We went to Hawaii where Rabbit taught us how us how to ride. He was the best hot-dog rider, getting deliberately barreled, wave after wave, doing it on a shortboard when everyone else was just sort of going straight off.”
Quigg · First Nose-Rider Type Surfboard
”Leonard Lieb, Dave Hieser, Makaha, ’49, with the first nose-rider type board (for Lieb). The front half was straight and flat, top and bottom, with the back half kicked up and rounded, with 11⁄2″ rocker in the back deck and rails.
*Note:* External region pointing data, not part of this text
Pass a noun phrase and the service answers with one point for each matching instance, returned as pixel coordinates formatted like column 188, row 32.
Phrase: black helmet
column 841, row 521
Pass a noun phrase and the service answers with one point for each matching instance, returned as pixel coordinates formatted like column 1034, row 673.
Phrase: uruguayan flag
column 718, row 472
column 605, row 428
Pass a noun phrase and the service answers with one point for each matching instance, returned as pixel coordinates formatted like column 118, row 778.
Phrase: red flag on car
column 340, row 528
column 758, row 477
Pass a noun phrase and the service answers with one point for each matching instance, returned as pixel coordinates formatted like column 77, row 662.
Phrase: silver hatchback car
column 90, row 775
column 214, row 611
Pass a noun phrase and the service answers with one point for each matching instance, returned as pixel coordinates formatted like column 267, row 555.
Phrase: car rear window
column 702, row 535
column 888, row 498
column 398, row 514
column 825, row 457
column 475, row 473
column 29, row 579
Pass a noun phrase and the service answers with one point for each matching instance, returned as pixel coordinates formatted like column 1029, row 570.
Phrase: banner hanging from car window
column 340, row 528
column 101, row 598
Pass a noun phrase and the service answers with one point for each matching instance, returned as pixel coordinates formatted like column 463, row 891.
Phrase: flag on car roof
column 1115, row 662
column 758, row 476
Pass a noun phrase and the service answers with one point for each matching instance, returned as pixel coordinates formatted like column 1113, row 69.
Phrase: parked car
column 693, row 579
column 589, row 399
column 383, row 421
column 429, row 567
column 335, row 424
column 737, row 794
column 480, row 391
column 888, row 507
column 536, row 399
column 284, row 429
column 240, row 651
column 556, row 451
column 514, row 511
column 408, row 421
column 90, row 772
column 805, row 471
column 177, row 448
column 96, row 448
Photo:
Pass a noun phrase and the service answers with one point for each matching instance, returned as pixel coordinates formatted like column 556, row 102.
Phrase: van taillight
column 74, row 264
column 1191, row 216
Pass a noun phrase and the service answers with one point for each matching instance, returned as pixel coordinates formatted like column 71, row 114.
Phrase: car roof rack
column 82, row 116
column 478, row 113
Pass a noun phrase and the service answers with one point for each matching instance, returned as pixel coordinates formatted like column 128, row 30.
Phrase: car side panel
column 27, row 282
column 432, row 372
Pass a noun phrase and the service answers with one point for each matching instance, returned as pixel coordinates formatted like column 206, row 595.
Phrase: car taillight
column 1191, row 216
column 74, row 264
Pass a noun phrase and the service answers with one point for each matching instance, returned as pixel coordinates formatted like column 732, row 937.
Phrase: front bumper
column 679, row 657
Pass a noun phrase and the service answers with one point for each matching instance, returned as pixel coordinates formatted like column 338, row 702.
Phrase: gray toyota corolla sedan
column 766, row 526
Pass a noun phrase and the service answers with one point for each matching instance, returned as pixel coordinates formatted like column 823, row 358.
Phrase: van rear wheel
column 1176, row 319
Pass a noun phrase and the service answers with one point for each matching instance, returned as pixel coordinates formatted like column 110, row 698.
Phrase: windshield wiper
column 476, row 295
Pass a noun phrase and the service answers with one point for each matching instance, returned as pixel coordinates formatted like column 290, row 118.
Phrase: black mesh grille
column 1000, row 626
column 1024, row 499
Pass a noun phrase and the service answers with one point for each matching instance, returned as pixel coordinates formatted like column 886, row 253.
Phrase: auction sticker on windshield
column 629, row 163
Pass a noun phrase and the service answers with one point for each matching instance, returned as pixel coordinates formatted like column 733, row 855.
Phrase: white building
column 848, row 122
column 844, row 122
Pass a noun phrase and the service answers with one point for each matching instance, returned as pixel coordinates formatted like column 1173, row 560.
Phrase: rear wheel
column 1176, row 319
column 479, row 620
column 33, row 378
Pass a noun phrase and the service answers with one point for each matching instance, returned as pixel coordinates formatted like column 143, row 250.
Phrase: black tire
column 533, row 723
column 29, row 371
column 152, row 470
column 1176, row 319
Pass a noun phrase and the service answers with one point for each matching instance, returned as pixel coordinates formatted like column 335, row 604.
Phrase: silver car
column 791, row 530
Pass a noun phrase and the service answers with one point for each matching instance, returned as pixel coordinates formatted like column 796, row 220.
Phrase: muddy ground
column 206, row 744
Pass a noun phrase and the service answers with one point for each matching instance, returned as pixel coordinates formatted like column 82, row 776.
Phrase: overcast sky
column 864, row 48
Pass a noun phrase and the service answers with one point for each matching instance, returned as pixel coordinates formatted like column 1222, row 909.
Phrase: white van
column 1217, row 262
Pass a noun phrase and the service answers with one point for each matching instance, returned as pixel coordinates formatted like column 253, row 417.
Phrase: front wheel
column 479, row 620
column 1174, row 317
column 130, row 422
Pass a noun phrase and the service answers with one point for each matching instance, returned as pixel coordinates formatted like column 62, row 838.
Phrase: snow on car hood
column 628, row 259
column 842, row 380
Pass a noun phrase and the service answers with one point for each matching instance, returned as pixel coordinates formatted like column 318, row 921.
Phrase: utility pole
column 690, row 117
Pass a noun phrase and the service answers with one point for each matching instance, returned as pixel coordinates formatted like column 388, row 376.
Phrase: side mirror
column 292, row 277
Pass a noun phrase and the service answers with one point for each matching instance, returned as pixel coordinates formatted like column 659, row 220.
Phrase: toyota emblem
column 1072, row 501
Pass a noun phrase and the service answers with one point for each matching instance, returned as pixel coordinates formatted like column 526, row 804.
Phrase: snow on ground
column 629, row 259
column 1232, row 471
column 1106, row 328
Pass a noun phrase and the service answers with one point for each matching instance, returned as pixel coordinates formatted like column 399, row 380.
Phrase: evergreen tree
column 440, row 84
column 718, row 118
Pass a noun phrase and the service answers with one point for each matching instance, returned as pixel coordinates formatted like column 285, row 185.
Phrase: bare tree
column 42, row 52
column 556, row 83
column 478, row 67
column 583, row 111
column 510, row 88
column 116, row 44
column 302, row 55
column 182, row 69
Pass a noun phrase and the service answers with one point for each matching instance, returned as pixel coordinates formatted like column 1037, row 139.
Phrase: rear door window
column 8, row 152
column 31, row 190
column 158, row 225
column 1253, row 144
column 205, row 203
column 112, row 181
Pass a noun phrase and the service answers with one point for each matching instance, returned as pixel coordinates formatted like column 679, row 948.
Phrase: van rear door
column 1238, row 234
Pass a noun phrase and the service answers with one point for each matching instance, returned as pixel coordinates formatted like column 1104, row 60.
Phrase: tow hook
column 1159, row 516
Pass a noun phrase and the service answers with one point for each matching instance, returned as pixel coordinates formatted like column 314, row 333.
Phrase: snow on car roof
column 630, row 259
This is ’49, more than 15 years before they started inventing nose riders for Tom Morey’s contest [in 1965].” Photo: Joe Quigg Collection
Quigg ·On Buzzy Trent’s ”Sabre Jet” Board
”In lieu of a tow-in, Buzzy (Trent) ordered this semi paddleboard to get into those outside breaks. He would train at holding his breath longer. He was searching for a way to cope with monster waves. My board was half the weight of Buzzy’s board. I described it in my notes.
This is the board that I built for Buzzy that he called his ”Sabre Jet”… or his ”Elephant Gun,” the board that started people calling their big wave boards ”Guns.”
It was a spear, 19” wide and 12′ long. He is (seen) riding it in some of those well known big wave shots at Makaha.
The board on the ground is one of my earliest hollow balsa boards. It was originally meant to be a workout paddleboard (wide tail), for the South Shore, but it was narrow enough (that) I could ride it in big waves—at Sunset and point break Makaha—12′ long (by) 20” wide (at) 19 pounds.”
Buzzy Trent, riding “Sabre Jet” at big Makaha. Photo: Bud Browne/Joe Quigg Collection
Joe’s notes on Buzzy Trent’s “Sabre Jet”” and the genesis of the term, “Elephant Gun.”
Joe Quigg drawing
Quigg ·On Pintails
‘I didn’t invent pointed tails, more the combination of nice rails and nice rocker and low rails. I did make a very narrow tail for big waves. My dream was to ride a wave. I shot a picture on one of our 1947 trips, and I just went, ‘My God, look at that wave!’ I wanted to build a board for that. And that’s why I made the pintail.”